The past 2019 was everything but calm. The markets were shaken by trade wars (mainly between the US and China, but there was also an air of hostility between the US and the EU) and US President Donald Trump’s tweets. Last year also saw growing tensions between the US and Iran, an ongoing drama surrounding Brexit, and concerns about an impending global crisis.
All in all, the current political climate suggests that, in 2020, the financial markets will be significantly affected by geopolitical events and the main themes will be much similar to those of the previous year. According to several analysts, the global economy will continue to grow, albeit at a slower pace. A publication done by Morgan Stanley forecasts a 3.2% growth of the global GDP for 2020 and a 3.5% of that for 2021. The Swiss investment bank UBS, however, expects that, towards the end of this year, the global economy will enter a recession.
Despite the apparent thawing of the trade tensions between the USA and China, it is not entirely certain whether the negotiations between the two countries will have a positive outcome.
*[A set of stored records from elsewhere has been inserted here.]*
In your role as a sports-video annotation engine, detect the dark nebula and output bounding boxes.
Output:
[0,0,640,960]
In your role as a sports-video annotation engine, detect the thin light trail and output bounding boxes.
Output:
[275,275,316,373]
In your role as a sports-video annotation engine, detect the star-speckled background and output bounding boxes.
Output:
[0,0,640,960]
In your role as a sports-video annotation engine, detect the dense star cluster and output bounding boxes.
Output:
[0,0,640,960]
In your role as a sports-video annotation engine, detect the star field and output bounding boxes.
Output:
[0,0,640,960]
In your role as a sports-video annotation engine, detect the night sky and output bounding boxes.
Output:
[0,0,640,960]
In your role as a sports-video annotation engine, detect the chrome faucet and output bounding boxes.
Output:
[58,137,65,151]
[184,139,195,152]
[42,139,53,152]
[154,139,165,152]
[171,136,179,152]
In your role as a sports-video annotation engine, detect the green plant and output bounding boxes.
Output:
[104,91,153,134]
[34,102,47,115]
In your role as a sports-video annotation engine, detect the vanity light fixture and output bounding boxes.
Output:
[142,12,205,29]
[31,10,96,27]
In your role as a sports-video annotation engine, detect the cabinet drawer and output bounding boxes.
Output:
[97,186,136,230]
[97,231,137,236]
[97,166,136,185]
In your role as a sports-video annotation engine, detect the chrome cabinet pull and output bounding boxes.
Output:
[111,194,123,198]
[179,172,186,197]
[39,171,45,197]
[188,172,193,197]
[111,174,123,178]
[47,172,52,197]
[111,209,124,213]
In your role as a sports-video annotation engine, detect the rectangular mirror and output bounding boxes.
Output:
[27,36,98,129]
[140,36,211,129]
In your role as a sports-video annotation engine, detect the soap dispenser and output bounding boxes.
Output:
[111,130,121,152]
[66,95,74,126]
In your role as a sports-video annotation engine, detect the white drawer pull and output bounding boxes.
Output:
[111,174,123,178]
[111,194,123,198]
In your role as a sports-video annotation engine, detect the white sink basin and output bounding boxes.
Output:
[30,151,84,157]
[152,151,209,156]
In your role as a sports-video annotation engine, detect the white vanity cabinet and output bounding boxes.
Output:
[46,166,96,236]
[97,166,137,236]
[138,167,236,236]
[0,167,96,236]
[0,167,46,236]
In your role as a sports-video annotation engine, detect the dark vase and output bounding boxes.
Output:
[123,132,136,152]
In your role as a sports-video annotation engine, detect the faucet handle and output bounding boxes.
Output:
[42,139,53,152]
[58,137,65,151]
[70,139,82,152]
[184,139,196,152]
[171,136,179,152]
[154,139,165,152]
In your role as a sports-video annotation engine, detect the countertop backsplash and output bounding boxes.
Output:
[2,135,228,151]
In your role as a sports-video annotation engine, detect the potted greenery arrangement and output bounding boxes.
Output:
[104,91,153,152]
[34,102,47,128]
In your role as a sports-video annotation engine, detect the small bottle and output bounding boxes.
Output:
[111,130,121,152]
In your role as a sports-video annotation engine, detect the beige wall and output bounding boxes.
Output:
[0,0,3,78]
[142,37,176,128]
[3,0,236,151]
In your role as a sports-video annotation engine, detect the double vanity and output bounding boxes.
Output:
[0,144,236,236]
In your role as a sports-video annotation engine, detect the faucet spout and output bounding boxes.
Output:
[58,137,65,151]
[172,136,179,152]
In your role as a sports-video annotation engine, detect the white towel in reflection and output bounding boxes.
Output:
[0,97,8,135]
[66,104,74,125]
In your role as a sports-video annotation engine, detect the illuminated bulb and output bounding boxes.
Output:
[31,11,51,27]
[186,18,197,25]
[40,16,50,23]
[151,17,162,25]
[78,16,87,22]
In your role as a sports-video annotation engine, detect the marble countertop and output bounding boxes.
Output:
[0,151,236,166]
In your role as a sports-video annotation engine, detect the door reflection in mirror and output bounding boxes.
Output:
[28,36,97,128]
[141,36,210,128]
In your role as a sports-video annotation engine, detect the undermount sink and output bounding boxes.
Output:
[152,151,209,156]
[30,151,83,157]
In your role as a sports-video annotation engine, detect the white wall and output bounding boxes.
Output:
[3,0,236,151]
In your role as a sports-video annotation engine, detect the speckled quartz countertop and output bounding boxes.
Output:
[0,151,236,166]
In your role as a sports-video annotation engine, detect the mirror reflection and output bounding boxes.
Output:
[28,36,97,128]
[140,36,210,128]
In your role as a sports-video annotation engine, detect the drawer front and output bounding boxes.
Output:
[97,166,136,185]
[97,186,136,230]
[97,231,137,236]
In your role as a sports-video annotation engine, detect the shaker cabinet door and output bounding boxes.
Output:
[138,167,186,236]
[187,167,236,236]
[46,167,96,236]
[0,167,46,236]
There is still uncertainty around Brexit as well. Even though the British PM Boris Johnson secured a solid majority in parliament and announced that the UK is leaving the EU on January 31, the future trade relations between the two parties are far from clear.
The presidential elections in the USA are due in 2020 and this suggests that Donald Trump, who is running for re-election, will be even more unpredictable and unstoppable both at home and on the international scene.
The first harbinger of the upcoming geopolitical tensions was the murder of the Iranian top military commander Qassem Soleimani by a US drone in Baghdad and the following escalation of the tensions between Iran and the USA. The two countries exchanged ferocious threats—Iran promised harsh retaliation and Donald Trump threatened to bomb strategic and cultural sites in the Islamic Republic. The markets reacted anxiously to the news and the oil prices became highly volatile, with further price peaks remaining a strong possibility.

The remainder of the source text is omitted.